The gold nanoparticles loaded into these ultrasonically responsive capsules can be endowed with osteogenic bioactivity. (A) (i) Images of live/dead stained mMSCs after exposure to 211.2 μg/mL of gold nanoparticles in DMEM for 7 days compared to a control with no nanoparticles. (ii) Quantitation of mMSC viability when exposed to gold nanoparticles and controls (N = 4). (B) (i) BMP-2 includes several cysteine residues (ii) which contain disulfide bonds which can bind to gold substrates. (C) Detected BMP-2 concentrations when assaying the indicated concentrations of undecorated gold nanoparticles (gray) and BMP-2-decorated particles (black). n.d. indicates that no protein was detected using ELISA. The 211.2 μg/mL condition saturated the assay when using BMP-2-decorated nanoparticles. (D) Relative ALP activity (normalized to osteogenically supplemented media) for mMSCs after 7 days when exposed to the following: moving from left to right, normal culture media (DMEM), osteogenic supplemented cell media (osteo-DMEM), osteo-DMEM with 10 and 300 ng/mL of BMP-2, osteo-DMEM with 2.62 μg/mL of PEG-decorated gold nanoparticles, and osteo-DMEM with 2. 62 μg/mL of BMP-2-decorated gold nanoparticles (estimated to be equivalent to 300 ng/mL of BMP-2 when using ELISA) (N = 3–4). * indicates statistically significant differences when compared to both DMEM and osteo-DMEM conditions (p < 0.01) and † indicates statistically significant differences when compared to the 10 ng/mL BMP-2 condition (p < 0.05).

Fig. 5

Capsules can be ruptured when integrated into hydrogels and placed in a chicken carcass tissue model using ultrasonic signals that do not result in tissue heating or reductions in cell viability. (A) Images of iron-oxide-loaded capsules integrated into 2 wt % alginate hydrogels that are cross-linked with 5 mM calcium sulfate before, during, and after ultrasonic stimulation when implanted under the skin of 37°C chicken carcass.
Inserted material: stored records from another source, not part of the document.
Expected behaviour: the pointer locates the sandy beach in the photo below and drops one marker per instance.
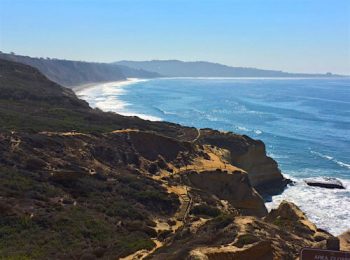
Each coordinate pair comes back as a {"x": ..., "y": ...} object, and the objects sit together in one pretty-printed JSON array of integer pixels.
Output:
[
  {"x": 80, "y": 88},
  {"x": 105, "y": 96}
]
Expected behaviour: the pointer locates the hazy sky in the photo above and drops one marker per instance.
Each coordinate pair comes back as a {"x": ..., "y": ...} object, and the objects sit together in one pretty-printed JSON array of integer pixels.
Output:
[{"x": 289, "y": 35}]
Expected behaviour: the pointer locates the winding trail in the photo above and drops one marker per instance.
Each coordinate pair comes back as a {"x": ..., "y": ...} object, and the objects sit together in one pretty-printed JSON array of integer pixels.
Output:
[{"x": 198, "y": 136}]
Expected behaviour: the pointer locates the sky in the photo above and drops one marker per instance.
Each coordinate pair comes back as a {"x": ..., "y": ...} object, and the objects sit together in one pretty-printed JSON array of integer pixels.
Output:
[{"x": 291, "y": 35}]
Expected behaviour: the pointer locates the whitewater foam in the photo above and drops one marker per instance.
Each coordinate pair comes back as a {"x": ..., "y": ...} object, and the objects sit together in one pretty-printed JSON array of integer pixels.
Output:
[
  {"x": 332, "y": 159},
  {"x": 106, "y": 96},
  {"x": 332, "y": 212}
]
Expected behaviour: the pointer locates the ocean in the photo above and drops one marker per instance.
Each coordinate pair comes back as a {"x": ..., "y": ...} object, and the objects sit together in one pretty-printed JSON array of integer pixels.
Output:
[{"x": 305, "y": 124}]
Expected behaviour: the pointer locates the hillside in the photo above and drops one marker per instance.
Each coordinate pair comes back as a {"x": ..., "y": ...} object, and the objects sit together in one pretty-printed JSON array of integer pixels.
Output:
[
  {"x": 78, "y": 183},
  {"x": 176, "y": 68},
  {"x": 72, "y": 73}
]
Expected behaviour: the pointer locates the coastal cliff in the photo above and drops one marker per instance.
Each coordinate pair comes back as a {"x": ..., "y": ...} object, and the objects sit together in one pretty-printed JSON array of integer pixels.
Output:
[{"x": 84, "y": 184}]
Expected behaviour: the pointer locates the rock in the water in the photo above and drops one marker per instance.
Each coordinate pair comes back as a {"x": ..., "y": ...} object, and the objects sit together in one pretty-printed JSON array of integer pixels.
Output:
[{"x": 329, "y": 183}]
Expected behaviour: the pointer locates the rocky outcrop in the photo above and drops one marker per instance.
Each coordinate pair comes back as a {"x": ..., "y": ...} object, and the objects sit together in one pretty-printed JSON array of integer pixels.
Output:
[
  {"x": 329, "y": 183},
  {"x": 233, "y": 187},
  {"x": 345, "y": 241},
  {"x": 281, "y": 235},
  {"x": 86, "y": 184},
  {"x": 249, "y": 155}
]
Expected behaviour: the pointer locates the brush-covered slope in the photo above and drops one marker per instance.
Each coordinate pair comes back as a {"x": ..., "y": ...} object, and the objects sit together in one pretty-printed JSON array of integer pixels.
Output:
[
  {"x": 72, "y": 73},
  {"x": 78, "y": 183}
]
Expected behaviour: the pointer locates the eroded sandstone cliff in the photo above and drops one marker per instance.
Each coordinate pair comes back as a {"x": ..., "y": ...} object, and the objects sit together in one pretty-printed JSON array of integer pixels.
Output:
[{"x": 77, "y": 183}]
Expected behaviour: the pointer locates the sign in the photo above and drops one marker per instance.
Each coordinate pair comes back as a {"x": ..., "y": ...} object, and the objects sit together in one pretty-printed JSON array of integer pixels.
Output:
[{"x": 320, "y": 254}]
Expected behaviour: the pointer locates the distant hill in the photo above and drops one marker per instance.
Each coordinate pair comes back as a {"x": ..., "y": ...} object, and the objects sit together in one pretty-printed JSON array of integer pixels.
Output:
[
  {"x": 176, "y": 68},
  {"x": 72, "y": 73}
]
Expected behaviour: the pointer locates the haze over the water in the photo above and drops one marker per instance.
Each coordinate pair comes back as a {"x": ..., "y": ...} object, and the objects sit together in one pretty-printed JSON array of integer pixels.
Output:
[{"x": 311, "y": 36}]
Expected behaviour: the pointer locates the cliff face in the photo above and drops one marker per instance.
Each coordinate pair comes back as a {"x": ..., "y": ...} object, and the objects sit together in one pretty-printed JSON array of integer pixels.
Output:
[
  {"x": 84, "y": 184},
  {"x": 281, "y": 235},
  {"x": 72, "y": 73},
  {"x": 250, "y": 155}
]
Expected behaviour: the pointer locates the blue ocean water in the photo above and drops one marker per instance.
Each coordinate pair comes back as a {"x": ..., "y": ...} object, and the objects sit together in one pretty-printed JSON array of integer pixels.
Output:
[{"x": 305, "y": 124}]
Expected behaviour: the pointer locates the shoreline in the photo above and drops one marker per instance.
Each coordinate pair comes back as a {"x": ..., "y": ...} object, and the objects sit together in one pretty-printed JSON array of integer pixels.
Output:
[
  {"x": 108, "y": 97},
  {"x": 118, "y": 83}
]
The time over the course of each experiment moves from left to right. Note that gels containing only weak capsules (top row) were not stimulated at 80% ultrasound since all capsules ruptured using 20% ultrasound. Therefore, an image was not acquired for the 80% case. (B) Tissue temperature before and after exposure to 10 seconds of ultrasound at 80% amplitude. (C) Cell viably (black, left axis) and cell count (grey, right axis) of mMSCs encapsulated in 2 wt % alginate hydrogels that are cross-linked with 5 mM calcium sulfate and exposed to 10 seconds of ultrasound at 80% amplitude (N = 4).